THREE STARS – Searching, Thoughtful
Affairs don’t just happen. They are most often the final destination of a meandering and inattentive journey. Taking one another for granted, living behind facades, neither acknowledging or discussing the emptiness, a couple’s passion fades from the marriage.
In those moments, the ever-present temptation of an affair seems like a solution. But once the fuse is lit, the bomb which explodes from the adultery is pervasive and devastating. This truth is explored by author Callie Khouri in the film “SOMETHING TO TALK ABOUT.” Billed as a comedy, and though there are some very funny lines, the pain of the people in the film is anything but funny.
The central characters are a woman and man whose lives have become disruptingly empty. Having slowly lost the laughter and passion of their marriage, Grace (Julia Roberts) and Eddie (Dennis Quaid) live separate and hollow lives.
In the opening scenes we observe their daily routine being void of any meaningful contact or conversation. As we watch their cars race off in different directions, we are prepared to see Eddie’s unfaithfulness and to hear his lies in the moments to come.
But affairs don’t just happen.
This truth is stated clearly by Grace’s sister played by Kyra Sedgwick. When Grace asks the rhetorical question, “Why did this happen to me?” her sister responds, “Nothing just happened to you. You didn’t get hit by a truck!” She also says, “What do you expect when you marry a person whose nickname in college is ‘hound-dog?’”
This truth that we end up being where our choices have taken us, is a truth that life unrelentingly teaches. But what do we do when we end up in a place we did not want? How do we pour our passion and trust back into a frayed or empty marriage?

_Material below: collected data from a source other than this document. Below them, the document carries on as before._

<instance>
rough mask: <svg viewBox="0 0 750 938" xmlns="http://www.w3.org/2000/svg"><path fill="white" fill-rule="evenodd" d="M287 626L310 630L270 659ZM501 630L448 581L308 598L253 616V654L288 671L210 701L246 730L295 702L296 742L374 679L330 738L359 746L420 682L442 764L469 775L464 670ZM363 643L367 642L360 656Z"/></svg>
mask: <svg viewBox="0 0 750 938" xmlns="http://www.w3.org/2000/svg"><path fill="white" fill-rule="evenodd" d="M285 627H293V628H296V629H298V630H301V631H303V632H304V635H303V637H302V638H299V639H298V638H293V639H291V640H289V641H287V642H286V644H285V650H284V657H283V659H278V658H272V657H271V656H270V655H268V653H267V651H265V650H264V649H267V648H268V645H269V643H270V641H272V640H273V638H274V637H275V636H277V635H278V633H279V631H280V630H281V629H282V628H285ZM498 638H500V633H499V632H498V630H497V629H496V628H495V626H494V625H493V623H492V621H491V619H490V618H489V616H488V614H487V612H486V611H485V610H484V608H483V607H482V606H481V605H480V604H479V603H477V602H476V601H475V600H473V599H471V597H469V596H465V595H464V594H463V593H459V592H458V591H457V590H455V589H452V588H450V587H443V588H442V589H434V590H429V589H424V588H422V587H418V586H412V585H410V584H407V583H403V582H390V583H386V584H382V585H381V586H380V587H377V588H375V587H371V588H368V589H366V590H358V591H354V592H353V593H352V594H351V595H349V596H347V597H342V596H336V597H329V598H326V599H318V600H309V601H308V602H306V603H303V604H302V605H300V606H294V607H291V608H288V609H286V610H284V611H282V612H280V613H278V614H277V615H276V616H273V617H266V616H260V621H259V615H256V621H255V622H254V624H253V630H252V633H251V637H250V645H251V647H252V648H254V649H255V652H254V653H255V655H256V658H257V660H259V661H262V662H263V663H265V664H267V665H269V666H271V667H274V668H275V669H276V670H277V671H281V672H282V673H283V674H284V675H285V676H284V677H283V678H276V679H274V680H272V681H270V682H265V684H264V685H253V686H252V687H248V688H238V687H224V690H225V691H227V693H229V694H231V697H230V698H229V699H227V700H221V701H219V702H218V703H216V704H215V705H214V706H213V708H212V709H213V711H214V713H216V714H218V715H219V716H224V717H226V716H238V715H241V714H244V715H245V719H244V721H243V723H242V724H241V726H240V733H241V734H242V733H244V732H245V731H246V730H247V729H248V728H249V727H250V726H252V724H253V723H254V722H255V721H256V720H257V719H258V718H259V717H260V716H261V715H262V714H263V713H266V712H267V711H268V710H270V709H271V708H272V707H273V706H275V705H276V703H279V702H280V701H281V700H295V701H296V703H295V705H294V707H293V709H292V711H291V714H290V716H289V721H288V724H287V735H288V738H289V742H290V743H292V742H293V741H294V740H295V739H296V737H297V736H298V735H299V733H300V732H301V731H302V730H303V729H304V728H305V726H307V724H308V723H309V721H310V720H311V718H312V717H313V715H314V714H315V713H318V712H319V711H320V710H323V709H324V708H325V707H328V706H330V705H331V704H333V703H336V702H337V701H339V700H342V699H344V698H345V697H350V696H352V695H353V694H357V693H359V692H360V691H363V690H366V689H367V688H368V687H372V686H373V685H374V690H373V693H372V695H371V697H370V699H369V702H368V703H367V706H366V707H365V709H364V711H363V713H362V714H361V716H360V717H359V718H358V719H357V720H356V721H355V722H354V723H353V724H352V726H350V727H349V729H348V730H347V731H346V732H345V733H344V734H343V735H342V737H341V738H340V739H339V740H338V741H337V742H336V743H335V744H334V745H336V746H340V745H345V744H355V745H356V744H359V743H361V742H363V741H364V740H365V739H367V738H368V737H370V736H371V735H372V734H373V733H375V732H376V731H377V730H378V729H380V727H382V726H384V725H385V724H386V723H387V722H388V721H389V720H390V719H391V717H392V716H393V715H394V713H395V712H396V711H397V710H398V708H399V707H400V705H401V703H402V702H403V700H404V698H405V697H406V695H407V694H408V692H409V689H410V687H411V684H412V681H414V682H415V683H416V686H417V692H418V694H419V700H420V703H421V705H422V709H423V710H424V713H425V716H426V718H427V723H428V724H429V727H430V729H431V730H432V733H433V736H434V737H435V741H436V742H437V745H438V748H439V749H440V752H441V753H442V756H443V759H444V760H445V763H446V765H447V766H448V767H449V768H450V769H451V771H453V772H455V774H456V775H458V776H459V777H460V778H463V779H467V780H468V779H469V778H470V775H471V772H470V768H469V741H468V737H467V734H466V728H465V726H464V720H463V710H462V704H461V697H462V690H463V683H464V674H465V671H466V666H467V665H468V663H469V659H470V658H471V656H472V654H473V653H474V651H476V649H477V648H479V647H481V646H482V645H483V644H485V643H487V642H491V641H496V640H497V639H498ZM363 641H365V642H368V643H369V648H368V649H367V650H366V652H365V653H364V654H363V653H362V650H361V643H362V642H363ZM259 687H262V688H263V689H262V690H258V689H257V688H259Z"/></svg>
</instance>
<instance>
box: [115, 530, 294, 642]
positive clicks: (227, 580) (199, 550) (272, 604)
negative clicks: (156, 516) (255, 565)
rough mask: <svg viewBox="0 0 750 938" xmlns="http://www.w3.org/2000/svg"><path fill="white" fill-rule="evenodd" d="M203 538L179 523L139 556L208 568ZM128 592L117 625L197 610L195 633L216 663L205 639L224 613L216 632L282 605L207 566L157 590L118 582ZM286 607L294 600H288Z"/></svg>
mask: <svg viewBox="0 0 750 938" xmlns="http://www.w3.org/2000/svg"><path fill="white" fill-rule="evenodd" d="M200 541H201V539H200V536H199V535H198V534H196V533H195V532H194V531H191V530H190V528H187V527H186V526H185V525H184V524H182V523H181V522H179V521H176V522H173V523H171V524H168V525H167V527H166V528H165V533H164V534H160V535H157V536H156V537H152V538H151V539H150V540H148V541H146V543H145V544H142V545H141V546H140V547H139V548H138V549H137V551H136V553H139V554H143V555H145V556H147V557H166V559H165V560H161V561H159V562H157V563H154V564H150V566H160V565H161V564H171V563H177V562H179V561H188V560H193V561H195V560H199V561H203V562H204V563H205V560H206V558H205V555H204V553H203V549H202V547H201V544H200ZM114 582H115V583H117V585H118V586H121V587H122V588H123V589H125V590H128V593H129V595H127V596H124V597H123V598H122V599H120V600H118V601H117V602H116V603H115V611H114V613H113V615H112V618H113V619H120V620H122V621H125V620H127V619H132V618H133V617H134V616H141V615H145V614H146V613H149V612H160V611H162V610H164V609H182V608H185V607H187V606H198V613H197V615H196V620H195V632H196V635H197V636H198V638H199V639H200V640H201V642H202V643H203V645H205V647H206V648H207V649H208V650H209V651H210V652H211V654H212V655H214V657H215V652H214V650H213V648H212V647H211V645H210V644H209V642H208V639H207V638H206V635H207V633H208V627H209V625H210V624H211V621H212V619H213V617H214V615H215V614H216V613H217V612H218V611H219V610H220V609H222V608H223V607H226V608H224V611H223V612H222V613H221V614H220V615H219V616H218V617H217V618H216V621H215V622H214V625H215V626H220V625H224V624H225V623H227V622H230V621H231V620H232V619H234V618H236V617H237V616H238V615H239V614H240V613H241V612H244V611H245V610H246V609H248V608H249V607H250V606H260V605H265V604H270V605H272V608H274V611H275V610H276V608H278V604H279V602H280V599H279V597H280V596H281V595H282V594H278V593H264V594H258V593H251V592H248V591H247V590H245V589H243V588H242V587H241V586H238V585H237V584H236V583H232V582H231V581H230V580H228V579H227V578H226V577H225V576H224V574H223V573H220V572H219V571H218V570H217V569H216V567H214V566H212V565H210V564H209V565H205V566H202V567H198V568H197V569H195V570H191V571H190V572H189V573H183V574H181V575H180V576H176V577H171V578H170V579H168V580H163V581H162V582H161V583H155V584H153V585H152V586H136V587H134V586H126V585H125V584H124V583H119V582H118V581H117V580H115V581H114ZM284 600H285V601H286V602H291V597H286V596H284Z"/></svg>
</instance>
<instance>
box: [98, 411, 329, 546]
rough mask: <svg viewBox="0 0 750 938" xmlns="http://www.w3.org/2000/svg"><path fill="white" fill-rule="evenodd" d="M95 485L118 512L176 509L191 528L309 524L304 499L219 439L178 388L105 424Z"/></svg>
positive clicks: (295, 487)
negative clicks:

Where does one turn for help?
Although one would expect that in the heart of the South with it’s Christian “Bible-Belt” culture there would be at least some religious input, there is none in Grace and Eddie’s lives. Instead they are left to the advice of an eccentric aunt. Her advice to Grace is to hit Eddie where it hurts and poison him.
Though this counsel is funny and provides only one of many acts of revenge by the women on the men of the film, it is, of course, counter-productive. What is needed is a complete discussion of the path that brought them to such a painful destination. Without the help of pastor or counselor, Grace and Eddie stumble back along the path of their journey looking for understanding. They realize that they had never really become their own persons.
Both working for their fathers Eddie says, “We both turned into what we swore we would never become.” Grace had wanted to become a veterinarian. But instead she is doing the dirty-work of her self-centered and prideful father (Robert Duvall). Eddie had felt inferior to Grace. Never thinking she would say “yes,” to his proposal for marriage, his insecurity had invaded their sexual pleasure. Grace had watched her father cheat on her mother (Gena Rowlands) and had lost respect not only for her parents, but for the sanctity of marriage itself.
It was in the facing of these and other insights that Grace and Eddie could begin to reconstruct their lives together. Standing up to her father, Grace quit being his henchman and went back to school. Dating Eddie, Grace and he began to laugh and dance and share themselves once more.
Though the movie ends in the same house where it began, the intimacy of Grace and Eddie is changed and changing. Exploring and growing, their marriage is becoming a place of healing as they choose to give themselves again to each other.